Roma, 24 novembre 2024 - “Alì Agcà è del tutto inaffidabile. In questi 41 anni ha cambiato versione un numero ormai considerevole di volte, non abbiamo bisogno di persone che così ostacolano il raggiungimento della verità, dopo 41 anni abbiamo bisogno di non perdere più tempo e procedere il più veloce possibile verso la verità”, è netta l’avvocatessa della famiglia Orlandi, Laura Sgrò, nel commentare l’intervista al nostro giornale dell’attentatore di San Giovanni Paolo II, Agcà, in cui ha chiesto di essere ascoltato dalla Commissione di inchiesta bicamerale che sta indagando sulla scomparsa di Emanuela Orlandi. “Il mio pensiero è lo stesso di Pietro – dice Sgrò –, non pensiamo che chi ha cambiato tante volte le sue versioni possa essere credibile. Anzi, viene quasi il sospetto che si voglia speculare sulla povera Emanuela”.
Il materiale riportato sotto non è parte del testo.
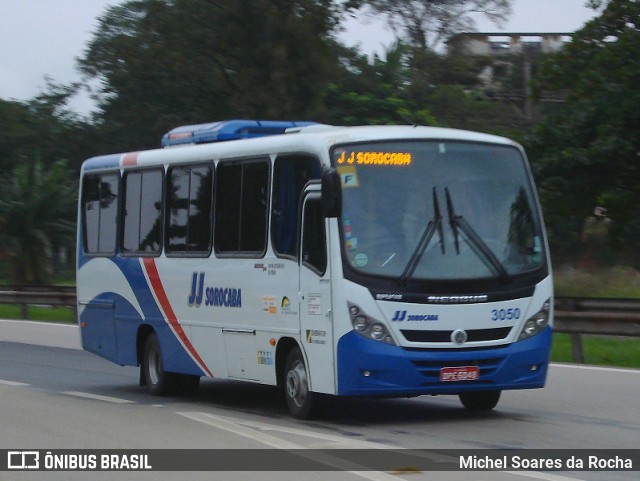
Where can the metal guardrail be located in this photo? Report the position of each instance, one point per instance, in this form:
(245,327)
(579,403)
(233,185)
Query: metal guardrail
(25,296)
(600,316)
(573,315)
Una certa chiusura arriva anche dalla Commissione di inchiesta che da maggio scorso sta audendo testimoni e personalità inquirenti che hanno avuto a che fare con il caso. “La nostra linea rimane sempre la stessa, se ha prove o documentazioni le fornisse alla Commissione o all’autorità giudiziaria”, dice il presidente Andrea De Priamo. Insomma, trapela, “non andiamo appresso a ogni dichiarazione”.
Un metodo che la Commissione si è data per mettersi al riparo dai tanti mitomani e depistatori che negli anni sono apparsi sulla scena del più grande mistero di Italia. Certo è che i tentativi di Agcà di utilizzare il caso Orlandi per tornare sulla scena non sono stati pochi. È agli atti della Commissione una lettera datata 21 novembre 2021, di cui il QN ha preso visione, in cui Agcà ricostruisce il sequestro Orlandi puntando il dito direttamente contro il Vaticano. “L’Attentato a papa Wojtyla non ha alcun mandante – scrive Agcà –, nessuno mi ha chiesto di uccidere il Papa e nessuno mi ha pagato per farlo. In Piazza San Pietro ero solo e ho sparato due colpi, i magistrati inquirenti lo sapevano benissimo ma alcuni hanno volutamente mentito perché volevano far credere a un complotto internazionale”.
Ben presto arriva il collegamento ai casi di Mirella Gregori e di Emanuela Orlandi su cui la Commissione sta indagando in parallelo. “Papa Wojtyla credeva profondamente nel Terzo segreto di Fatima e credeva anche di essere al centro di questo mistero – sostiene –, proprio come lo sono io. La missione che Dio gli assegnava in questo mistero era la conversione della Russia onde evitare che i suoi errori si spargessero per il mondo fino a provocarne la catastrofe finale. L’impero sovietico, guidato da un governo di satanisti atei, doveva cadere! Ogni azione compiuta da Giovanni Paolo II era rivolta a questo preciso scopo. Serviva che tutto il mondo credesse all’assoluta malvagità e quale occasione migliore che quella di accusarla del tentato omicidio del Santo Padre? Qui entro in gioco io”.
“Wojtyla voleva che io accusassi i servizi segreti bulgari e quindi il Kgb sovietico. Il premio per la mia collaborazione, che loro mi offrirono e io pretendevo, era la liberazione in due anni. Io potevo essere liberato tuttavia solo a condizione che il presidente Sandro Pertini mi concedesse la grazia ed esattamente per questa ragione Emanuela e Mirella vennero rapite. Emanuela Orlandi, cittadina vaticana, forniva a Wojtyla il pubblico pretesto per intercedere presso Pertini per la mia liberazione e Mirella Gregori, cittadina italiana e la sua famiglia costituiva la vera e propria arma di pressione e di ricatto contro Pertini”. Emanuela Orlandi, secondo dunque una delle ultime tesi di Agcà, sarebbero state volutamente degli “ostaggi”.